The announcement that the Fed would begin tapering its $120bn-a-month asset purchase programme in early November followed months of deliberations about the underlying strength of the recovery. It also marked the beginning of the end of emergency measures implemented at the start of the pandemic to stave off economic catastrophe.
The Fed initially said it would scale back its purchases by $15bn each month, meaning the programme would end in June 2022, while stressing it would be flexible based on economic conditions.
But economists at Barclays this week said they now expected the Fed to accelerate its taper at its January meeting so the stimulus programme ends in April. That would pave the way for interest rate rises a month later, added Barclays, which expects a further two rate rises in 2022, followed by four more in 2023.
“What is going on here is that Powell is looking at the level of inflation and looking at how fast the economy is growing and is starting to get worried that the Fed has been too easy for too long,” said Tim Duy, an economist at SGH Macro Advisors and the University of Oregon. “They are shifting the narrative.”
Financial markets reacted violently to Powell’s comments this week because an earlier end to the asset purchase programme probably means interest rate increases far sooner than anticipated.

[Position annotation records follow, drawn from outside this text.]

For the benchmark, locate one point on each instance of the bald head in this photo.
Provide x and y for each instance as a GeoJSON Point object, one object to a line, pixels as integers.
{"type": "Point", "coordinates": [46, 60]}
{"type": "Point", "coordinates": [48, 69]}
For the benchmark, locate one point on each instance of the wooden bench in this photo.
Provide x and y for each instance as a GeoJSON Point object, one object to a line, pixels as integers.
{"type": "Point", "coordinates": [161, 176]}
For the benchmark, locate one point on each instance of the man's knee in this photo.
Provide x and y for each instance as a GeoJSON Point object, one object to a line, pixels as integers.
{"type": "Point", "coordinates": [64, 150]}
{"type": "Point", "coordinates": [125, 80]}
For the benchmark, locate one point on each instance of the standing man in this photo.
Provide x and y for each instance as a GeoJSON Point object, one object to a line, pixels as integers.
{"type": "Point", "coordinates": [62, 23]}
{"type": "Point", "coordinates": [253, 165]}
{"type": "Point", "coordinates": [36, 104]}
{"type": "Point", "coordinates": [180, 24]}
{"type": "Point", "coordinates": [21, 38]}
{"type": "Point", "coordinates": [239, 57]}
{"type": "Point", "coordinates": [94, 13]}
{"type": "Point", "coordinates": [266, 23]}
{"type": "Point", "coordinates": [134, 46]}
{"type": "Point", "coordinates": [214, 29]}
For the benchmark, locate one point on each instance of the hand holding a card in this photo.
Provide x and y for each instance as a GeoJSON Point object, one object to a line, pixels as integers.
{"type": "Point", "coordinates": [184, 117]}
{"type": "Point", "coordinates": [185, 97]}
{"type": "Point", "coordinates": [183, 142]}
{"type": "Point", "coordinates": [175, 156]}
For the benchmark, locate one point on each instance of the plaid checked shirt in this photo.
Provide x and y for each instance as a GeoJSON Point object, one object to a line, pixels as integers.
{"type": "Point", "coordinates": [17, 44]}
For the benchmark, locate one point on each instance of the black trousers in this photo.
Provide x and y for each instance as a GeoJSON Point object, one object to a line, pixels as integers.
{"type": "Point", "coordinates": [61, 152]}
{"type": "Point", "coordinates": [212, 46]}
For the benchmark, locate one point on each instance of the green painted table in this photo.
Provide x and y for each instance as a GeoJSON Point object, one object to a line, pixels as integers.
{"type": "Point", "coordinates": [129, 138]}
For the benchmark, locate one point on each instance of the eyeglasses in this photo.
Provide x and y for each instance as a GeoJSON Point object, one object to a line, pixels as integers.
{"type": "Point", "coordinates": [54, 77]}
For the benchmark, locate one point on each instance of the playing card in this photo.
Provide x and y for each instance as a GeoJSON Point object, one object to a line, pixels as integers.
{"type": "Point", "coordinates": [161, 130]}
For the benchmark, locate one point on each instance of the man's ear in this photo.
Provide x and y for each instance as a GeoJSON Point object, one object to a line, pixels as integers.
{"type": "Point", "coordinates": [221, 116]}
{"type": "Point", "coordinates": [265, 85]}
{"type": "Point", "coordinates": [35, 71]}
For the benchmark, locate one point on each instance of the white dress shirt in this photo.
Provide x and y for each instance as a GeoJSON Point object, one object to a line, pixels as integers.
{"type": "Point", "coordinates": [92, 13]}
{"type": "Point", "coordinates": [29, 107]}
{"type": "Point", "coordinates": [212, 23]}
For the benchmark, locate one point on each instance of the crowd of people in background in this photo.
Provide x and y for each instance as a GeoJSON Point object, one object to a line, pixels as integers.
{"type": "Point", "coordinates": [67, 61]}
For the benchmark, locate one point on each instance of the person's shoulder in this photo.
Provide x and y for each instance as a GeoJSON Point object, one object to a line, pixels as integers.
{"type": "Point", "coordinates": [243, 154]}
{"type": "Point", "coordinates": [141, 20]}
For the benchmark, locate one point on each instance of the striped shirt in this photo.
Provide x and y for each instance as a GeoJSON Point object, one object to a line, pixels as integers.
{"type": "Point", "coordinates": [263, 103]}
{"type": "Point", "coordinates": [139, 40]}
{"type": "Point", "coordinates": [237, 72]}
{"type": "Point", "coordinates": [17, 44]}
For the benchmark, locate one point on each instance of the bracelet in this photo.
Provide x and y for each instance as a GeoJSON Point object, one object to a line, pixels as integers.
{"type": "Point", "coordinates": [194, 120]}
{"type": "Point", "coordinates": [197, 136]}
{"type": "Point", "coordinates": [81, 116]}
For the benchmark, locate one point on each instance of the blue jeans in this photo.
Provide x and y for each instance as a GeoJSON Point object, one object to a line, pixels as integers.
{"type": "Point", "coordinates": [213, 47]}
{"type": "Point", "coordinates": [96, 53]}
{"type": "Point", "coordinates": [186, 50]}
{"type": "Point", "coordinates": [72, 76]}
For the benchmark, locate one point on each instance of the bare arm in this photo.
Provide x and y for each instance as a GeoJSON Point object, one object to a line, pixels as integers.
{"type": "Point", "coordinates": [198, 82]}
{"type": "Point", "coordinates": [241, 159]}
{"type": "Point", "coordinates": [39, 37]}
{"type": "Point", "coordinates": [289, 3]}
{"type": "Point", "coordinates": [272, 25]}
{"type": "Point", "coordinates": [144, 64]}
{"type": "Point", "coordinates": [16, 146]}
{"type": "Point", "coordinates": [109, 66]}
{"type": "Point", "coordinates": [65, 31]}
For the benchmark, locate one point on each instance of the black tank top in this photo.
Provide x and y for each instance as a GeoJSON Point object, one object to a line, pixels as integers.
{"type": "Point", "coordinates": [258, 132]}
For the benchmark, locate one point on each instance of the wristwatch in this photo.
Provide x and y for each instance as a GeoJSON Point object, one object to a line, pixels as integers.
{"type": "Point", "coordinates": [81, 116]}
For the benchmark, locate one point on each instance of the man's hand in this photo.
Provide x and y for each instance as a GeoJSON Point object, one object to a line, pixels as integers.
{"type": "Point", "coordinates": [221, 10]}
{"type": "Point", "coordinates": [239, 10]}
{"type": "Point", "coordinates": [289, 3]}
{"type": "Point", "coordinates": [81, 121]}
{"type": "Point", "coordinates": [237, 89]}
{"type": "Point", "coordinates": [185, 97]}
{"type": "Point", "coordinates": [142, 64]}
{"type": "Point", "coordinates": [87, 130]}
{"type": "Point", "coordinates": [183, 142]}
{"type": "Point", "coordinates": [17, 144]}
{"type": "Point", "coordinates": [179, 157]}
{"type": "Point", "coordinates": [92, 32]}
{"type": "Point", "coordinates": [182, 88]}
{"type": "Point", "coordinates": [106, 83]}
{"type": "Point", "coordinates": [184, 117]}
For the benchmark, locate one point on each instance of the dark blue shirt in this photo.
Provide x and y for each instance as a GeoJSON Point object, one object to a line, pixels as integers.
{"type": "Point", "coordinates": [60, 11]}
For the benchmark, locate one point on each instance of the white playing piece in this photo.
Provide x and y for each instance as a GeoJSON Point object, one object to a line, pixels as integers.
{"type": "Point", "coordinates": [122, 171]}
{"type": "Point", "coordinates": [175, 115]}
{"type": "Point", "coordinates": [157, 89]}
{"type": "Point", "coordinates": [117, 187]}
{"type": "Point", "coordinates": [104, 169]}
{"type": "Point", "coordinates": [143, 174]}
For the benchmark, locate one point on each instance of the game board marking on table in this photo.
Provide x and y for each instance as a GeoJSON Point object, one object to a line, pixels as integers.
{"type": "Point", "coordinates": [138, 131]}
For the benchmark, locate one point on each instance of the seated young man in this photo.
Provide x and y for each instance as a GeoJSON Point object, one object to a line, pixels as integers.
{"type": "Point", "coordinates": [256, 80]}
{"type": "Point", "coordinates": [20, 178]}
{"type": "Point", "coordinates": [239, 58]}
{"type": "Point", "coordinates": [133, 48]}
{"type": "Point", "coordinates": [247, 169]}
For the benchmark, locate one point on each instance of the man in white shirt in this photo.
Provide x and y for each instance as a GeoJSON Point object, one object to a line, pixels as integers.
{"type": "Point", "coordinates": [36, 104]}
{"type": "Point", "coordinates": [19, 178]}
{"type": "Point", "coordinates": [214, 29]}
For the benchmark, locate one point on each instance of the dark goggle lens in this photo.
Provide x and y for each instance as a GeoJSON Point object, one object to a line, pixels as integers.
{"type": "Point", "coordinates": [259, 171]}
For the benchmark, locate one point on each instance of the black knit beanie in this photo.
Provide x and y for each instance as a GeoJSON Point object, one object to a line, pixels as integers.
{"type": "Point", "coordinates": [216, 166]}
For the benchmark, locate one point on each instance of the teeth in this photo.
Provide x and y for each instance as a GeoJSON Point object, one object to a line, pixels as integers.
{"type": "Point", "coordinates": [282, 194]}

On Tuesday, US stocks fell sharply and the yield on the two-year Treasury note — which is most sensitive to monetary policy adjustments — soared towards 0.6 per cent, having hovered as low as 0.44 per cent earlier in the trading day. It currently sits at 0.55 per cent.
Some Fed watchers are not convinced the central bank will abandon its long-held cautious approach so quickly, however, especially given the huge unpredictability surrounding the new variant.
Roberto Perli, who previously worked at the Fed and now leads the global policy team at Cornerstone Macro, zoned in on Powell’s use of the word “consider” this week when discussing the Fed’s tapering plans, and the central bank chair’s emphasis that officials will be watching data closely.
“If the Fed [sped] up tapering now, it would risk either sending a message of panic or admitting that it made a mistake a month ago,” Perli said.
Eric Stein, chief investment officer for fixed income at Eaton Vance, agreed that a material tightening of financial conditions might embolden the Fed to revert to its patient approach. But it would take a sizeable deterioration given how “strong and buoyant” risk markets have been, he added.
But for others, this was the week that Powell performed a much-needed pivot, turning himself from a soft dove to a hawk and decided to take on inflation more aggressively.
“The economy can absolutely handle slightly higher interest rates,” said Constance Hunter, chief economist at KPMG. “This shift in stance is consistent with the economic data and is consistent with maintaining [the Fed’s] credibility so that inflation does not get out of control.”